Dans L’Homme de cendres,l’espace intérieur est divisé en espace domestique (maison, cour, terrasse, appartement) et en espace public fermé (atelier, café, bar, etc.) Les deux espaces sont semblablement sur-occupés et encombrés. Mais l’un l’est en majorité par les femmes et l’autre par les hommes. Le premier est l’espace de la famille et des femmes cloîtrées auquel le spectateur n’accède que par intrusion, que par l’intermédiaire de Hachemi qui ne s’y attarde d’ailleurs pas. L’espace domestique est traité par une sorte de mouvement subreptice, fugace et parcimonieux. A l’instar de la littérature, l’espace intérieur maghrébin est devenu dans la cinématographie l’espace féminin par excellence. Dansce film, l’encombrement dans la maison tue toute la famille et pose dans son acuité le problème de la promiscuité et de l’entassement des corps ; ces corps dont l’éventail va du corps désirant (Emna, la jeune soeur de Hachemi) au corps impotent (la voyante), en passant par le corps déchu (la vieille Sejra, l’ancienne prostituée).Dans ce film, l’instance narratrice décrit l’autorité du masculin (celle du père) qui s’étend sur l’espace intérieur, strictement féminin, le régente et le modifie selon les caprices du mâle.

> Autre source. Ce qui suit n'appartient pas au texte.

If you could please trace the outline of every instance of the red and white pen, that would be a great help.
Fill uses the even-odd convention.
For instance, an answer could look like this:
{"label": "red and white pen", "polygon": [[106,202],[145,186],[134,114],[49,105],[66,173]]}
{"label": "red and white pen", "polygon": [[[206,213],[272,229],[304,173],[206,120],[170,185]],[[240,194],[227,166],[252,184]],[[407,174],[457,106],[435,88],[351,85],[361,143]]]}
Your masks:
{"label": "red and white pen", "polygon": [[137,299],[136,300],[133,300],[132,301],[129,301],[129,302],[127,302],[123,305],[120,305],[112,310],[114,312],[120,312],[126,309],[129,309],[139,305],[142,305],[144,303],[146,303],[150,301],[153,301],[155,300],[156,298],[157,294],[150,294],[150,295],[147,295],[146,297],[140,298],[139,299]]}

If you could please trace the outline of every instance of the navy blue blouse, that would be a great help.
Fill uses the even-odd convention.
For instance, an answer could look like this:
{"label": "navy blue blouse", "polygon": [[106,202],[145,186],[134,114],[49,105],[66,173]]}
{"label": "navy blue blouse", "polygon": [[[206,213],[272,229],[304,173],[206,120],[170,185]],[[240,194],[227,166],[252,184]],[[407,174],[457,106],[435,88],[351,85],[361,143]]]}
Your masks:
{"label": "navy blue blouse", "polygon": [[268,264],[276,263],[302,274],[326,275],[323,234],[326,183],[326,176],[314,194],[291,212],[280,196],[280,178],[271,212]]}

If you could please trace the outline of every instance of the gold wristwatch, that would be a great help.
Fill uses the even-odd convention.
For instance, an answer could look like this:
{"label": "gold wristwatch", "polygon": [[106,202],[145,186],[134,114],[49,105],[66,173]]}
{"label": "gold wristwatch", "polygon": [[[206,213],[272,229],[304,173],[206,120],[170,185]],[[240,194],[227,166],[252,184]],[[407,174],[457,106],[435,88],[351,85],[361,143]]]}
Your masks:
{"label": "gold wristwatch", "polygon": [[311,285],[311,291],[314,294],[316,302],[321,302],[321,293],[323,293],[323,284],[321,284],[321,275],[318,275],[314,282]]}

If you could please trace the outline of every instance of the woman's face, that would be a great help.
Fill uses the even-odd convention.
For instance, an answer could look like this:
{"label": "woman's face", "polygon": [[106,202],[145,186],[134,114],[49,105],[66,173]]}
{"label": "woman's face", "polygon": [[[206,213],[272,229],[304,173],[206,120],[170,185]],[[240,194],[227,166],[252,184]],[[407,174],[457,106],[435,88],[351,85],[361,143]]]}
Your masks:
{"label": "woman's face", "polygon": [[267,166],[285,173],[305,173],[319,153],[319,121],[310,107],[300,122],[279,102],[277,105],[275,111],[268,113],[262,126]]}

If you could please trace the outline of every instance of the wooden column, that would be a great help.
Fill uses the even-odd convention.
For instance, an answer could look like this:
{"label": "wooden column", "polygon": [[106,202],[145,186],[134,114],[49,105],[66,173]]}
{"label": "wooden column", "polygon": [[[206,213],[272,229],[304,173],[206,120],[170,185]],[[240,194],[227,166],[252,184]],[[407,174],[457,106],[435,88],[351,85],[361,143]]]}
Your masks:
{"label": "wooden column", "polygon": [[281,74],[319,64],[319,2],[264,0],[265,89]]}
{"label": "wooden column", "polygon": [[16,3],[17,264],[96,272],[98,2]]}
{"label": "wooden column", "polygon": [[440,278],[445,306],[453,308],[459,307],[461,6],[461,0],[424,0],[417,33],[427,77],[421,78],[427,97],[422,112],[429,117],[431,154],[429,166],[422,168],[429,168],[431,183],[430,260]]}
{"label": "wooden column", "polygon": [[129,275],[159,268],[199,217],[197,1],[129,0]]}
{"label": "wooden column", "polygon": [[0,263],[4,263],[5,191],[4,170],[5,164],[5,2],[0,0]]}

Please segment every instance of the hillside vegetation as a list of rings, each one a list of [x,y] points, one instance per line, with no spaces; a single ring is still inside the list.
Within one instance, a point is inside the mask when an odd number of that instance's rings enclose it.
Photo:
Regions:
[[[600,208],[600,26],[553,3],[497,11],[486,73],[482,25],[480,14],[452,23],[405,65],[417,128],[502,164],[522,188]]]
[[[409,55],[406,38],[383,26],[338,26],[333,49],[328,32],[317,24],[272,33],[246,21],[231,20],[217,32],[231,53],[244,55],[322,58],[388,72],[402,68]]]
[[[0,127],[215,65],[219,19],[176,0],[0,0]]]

Signe de la division hiérarchique entre les sexes, l’ordre des repas : celui des hommes précède celui des femmes (cf. séquence du repas). En revanche, le pouvoir féminin ne dépasse guère les murs de la maison, et souvent la femme est incapable d’exercer pleinement son autorité dans l’espace qui lui est réservé.

L’autre espace clos est celui où l’on retrouve les copains, où l’on vit les fantasmes (café, bar) où la raideur et la froideur des corps s’estompent et où, enfin la tension s’exacerbe. Espace homosexuel où les femmes sont pensées strictement sous le mode de l’imaginaire. Dans ce film, le café par exemple est un lieu clos, non accesible aux femmes et est par conséquent rattaché à l’espace extérieur malgré sa fermeture et son apparence intérieure. Concernant la maison, le fait que l’homme travaille à l’extérieur, qu’il soit absent toute la journée, en fait un espace féminin. Dans les films du corpus, il y a reproduction dans le filmage des modèles culturels dominants car l’espace intérieur est à la fois masculin et féminin, mais par opposition à l’extérieur, il est considéré comme typiquement féminin, et la caméra qui médiatise la vision du cinéaste, assimile la maison au féminin et par conséquent sa présence à une intrusion. Filmer le féminin, à travers le regard ou l’espace, semble encore être pour le cinéaste une effraction. Il “ moralise ” le regard qu’il porte sur les lieux et personnages féminins et lorsque la caméra se libère, elle choisit les lieux institutionnels de la maison close et ainsi... la “ morale ” est sauve. N’est-ce pas qui semble constant dans la mise en scène et la thématique de la séquence de la maison close dans L’Homme de cendres? En effet, ce film se caractérise par l’absence de la figure de la Femme (sauf celle de la mère de Hachemi). Les femmes sont “ véritablement ” montrées et dévoilées dans une seule séquence, à la fin du film. Il s’agit des prostituées dans la maison close de la vieille prostituée Sejra. Tout d’un coup, nous découvrons tout un monde jusque là tenu sous silence où les femmes dansent sensuellement, dévoilent leurs corps et s’adonnent à des jeux sexuels. Dans cette séquence, la vertu féminine est sublimée par la représentation du vice féminin fantasmé dans les inévitables scènes de danse, de buverie, et de luxure.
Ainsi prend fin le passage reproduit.